Though slavery was abolished in the Confederate states in 1863, the news of the Emancipation Proclamation took months and sometimes years to reach all the slaves. For enslaved African Americans in Texas, they weren’t aware of their freedom until two years later on June 19, 1865, when a Union general named Gordon Granger came to Galveston and announced the Emancipation. Their celebration became known as Juneteenth. Over one hundred years later in 1997, the holiday was finally recognized by the United States Congress.

For those slaves in Texas, this holiday marked the day that they finally were able to claim the freedom they deserved. For us today, this American holiday represents a celebration of formally suppressed voices ringing out for liberty, civil rights, and community.

On this 154th anniversary of Juneteenth, we invite you to celebrate black voices. Here are five books by incredible women whose books encapsulate the importance of standing for love, understanding, individuality, justice, and equality.


Soul Psalms by U-Meleni Mhlaba-Adebo

This collection of poems captures one Zimbabwean American woman’s journey to loving herself and her battle for acceptance. She questions social norms and her place in the world with an assertive, memorable voice that haunts as much as it inspires. U-Meleni Mhlaba-Adebo’s words encapsulate the ebb and flow of vulnerability and confidence with poems like “Breaking Point” and “IN LOVE WITH MYSELF (A permission poem for all women).” She rebukes those who insult her race while joyfully celebrating her rich African heritage. In an unkind world, her voice is a clear message that power comes from enduring pain and that self-acceptance can bring peace.

In my years I have known incredible joy
But I have also known pain
My lips have been bruised
My heart has been bruised
But I am still HERE
Standing tall
(“The She in We”)


No Thanks by Keturah Kendrick

Keturah Kendrick doesn’t pull any punches while she dissembles female stereotypes. No, black women don’t have to be mothers to feel whole. Yes, black women can choose to be single and still be happy. Yes, black women should be able to make their own decisions as to what they want and need. Kendrick’s personal experiences emphasize her critique of a culture that has dictated who she is supposed to be for far too long. In this witty and unapologetic manifesto covering topics like love, marriage, children, travel, and religion, Keturah Kendrick says “no thanks” to stereotypes and illustrates the stunning prowess of a black woman set free.

“A chance to get chosen does not move me. I am single because I am enough for me.”


In the Heart of Texas by Ginger McKnight-Chavers

In this humorous and touching novel, Ginger McKnight-Chavers takes us to Texas with Jo Randolph, a soap opera sweetheart who is taking a not-so-optional break from Hollywood after her life blows up. A celebrity for most of her life, Jo must come to terms with adult life outside the glamorous glow of fame and tackle the question of who she really is. As if that isn’t hard enough, while Jo figures out how to grow up, she has to navigate the twisting roads of love, class status, racial prejudice, and reputation.
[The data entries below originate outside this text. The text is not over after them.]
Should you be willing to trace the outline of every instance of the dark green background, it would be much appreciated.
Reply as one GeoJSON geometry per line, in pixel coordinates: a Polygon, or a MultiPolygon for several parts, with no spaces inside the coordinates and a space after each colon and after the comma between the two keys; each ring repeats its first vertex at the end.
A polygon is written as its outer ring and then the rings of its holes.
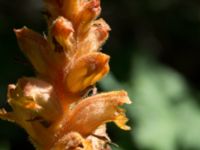
{"type": "MultiPolygon", "coordinates": [[[[46,25],[41,11],[41,0],[0,0],[1,107],[8,107],[6,89],[9,83],[15,83],[22,76],[34,75],[31,65],[20,52],[13,28],[25,25],[42,33],[46,30],[46,25]]],[[[200,2],[198,0],[102,0],[101,17],[112,28],[103,51],[111,55],[111,71],[119,83],[128,84],[137,74],[137,70],[132,71],[135,65],[133,61],[137,64],[133,58],[137,58],[136,54],[140,53],[141,57],[150,56],[158,64],[168,66],[178,73],[185,80],[195,104],[199,106],[200,2]]],[[[131,112],[128,113],[131,116],[131,112]]],[[[134,122],[134,117],[131,118],[132,121],[134,122]]],[[[133,123],[133,128],[134,124],[137,126],[137,119],[133,123]]],[[[137,140],[134,140],[134,132],[130,138],[129,133],[112,126],[110,134],[114,142],[117,141],[125,150],[154,150],[151,146],[144,148],[138,144],[137,140]]],[[[177,149],[189,149],[184,148],[179,142],[176,143],[177,149]]],[[[32,149],[32,147],[21,128],[0,121],[0,149],[16,150],[32,149]]]]}

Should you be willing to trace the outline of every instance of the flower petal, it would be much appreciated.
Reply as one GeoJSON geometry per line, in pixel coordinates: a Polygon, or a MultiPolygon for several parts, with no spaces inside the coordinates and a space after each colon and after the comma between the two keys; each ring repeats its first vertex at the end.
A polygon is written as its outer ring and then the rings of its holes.
{"type": "MultiPolygon", "coordinates": [[[[97,94],[82,100],[72,110],[65,125],[65,133],[77,131],[81,135],[91,134],[98,126],[114,121],[121,129],[129,130],[128,119],[118,106],[130,104],[125,91],[97,94]]],[[[63,133],[64,133],[63,132],[63,133]]]]}
{"type": "Polygon", "coordinates": [[[49,83],[35,78],[22,78],[16,86],[10,85],[8,102],[15,115],[22,120],[42,117],[50,121],[60,113],[53,87],[49,83]]]}
{"type": "Polygon", "coordinates": [[[95,84],[108,71],[109,56],[102,53],[89,53],[71,64],[65,77],[66,90],[76,93],[95,84]]]}
{"type": "Polygon", "coordinates": [[[45,53],[47,55],[47,50],[50,49],[47,40],[26,27],[15,30],[15,33],[21,50],[31,61],[36,71],[45,74],[48,67],[44,57],[45,53]]]}

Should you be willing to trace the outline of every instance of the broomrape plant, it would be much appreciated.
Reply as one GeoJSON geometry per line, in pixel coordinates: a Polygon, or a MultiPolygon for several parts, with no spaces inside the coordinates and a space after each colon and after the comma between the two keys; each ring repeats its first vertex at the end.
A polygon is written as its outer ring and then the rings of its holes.
{"type": "Polygon", "coordinates": [[[110,149],[105,124],[129,130],[125,91],[97,93],[94,85],[109,72],[109,56],[100,52],[110,27],[100,0],[44,0],[48,34],[26,27],[14,30],[36,77],[8,86],[11,112],[0,118],[23,127],[36,149],[110,149]],[[92,89],[93,94],[88,95],[92,89]]]}

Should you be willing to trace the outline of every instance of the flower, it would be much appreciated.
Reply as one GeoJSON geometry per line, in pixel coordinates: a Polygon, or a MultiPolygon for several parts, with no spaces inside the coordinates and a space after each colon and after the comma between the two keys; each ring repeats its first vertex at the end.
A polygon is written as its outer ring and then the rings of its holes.
{"type": "Polygon", "coordinates": [[[125,91],[88,91],[109,72],[109,56],[100,52],[110,27],[100,14],[100,0],[44,0],[48,35],[26,27],[14,30],[19,46],[36,77],[23,77],[8,86],[12,112],[0,118],[23,127],[42,150],[109,149],[105,124],[129,130],[125,91]]]}

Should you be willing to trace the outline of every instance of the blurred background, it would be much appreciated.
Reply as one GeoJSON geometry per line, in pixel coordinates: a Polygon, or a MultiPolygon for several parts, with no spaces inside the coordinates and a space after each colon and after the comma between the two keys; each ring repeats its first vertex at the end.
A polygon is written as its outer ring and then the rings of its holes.
{"type": "MultiPolygon", "coordinates": [[[[109,124],[114,150],[200,150],[200,2],[102,0],[112,31],[103,47],[111,73],[103,91],[125,89],[130,132],[109,124]]],[[[41,0],[0,0],[0,106],[6,90],[34,71],[13,28],[46,31],[41,0]]],[[[15,124],[0,120],[0,150],[33,147],[15,124]],[[23,146],[22,146],[23,145],[23,146]]]]}

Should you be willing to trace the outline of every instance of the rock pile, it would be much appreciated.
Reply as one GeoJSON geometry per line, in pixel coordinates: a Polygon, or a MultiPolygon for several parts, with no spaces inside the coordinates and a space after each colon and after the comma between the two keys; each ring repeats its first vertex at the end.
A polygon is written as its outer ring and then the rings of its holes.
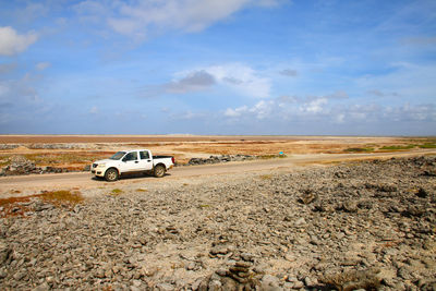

“We sipped wine, and he held my hand, and I felt the same sense of ‘I’m where I belong’ that I felt during my early days in New York . . . I don’t know what it is, but if I could bottle it and sell it, I wouldn’t have to work on soap operas anymore.”


Awaken by Denese Shelton

Haunted by nightmares of dogs chasing her and her neck in a noose, Sierra just wants some relief. At night, she dreams she is Dorothy, a fearless and faithful black woman fighting for civil rights, but during the day she feels trapped by past trauma. When the dreams continue to get more vivid, Sierra seeks out help—but she soon realizes that her own fear is what holds her back. Sierra must choose to learn from Dorothy if she wants to cope with her own painful history and let love and faith back into her life.

“She was exhausted, and her face was wet with tears. She was crying, really crying . . . and yet the world hadn’t stopped. She was still alive.”


Reclaiming Home by Lesego Malepe

In South Africa, the days of apartheid were an era of institutionalized racial segregation. Lesego Malepe was four years old when she was forced from her home into a segregated township with other black South Africans. Reclaiming Home is a diary of the illuminating journey Malepe takes through her South Africa as an adult, ten years after its liberation. Her travels through her home country—and her memories—paint a picture of how South Africa has changed since the days of segregation, and the growth that still can happen.

“Having had to start life from scratch in a foreign country, I don’t take such kindness and generosity for granted. I’ve lived long enough to know that I’m lucky.”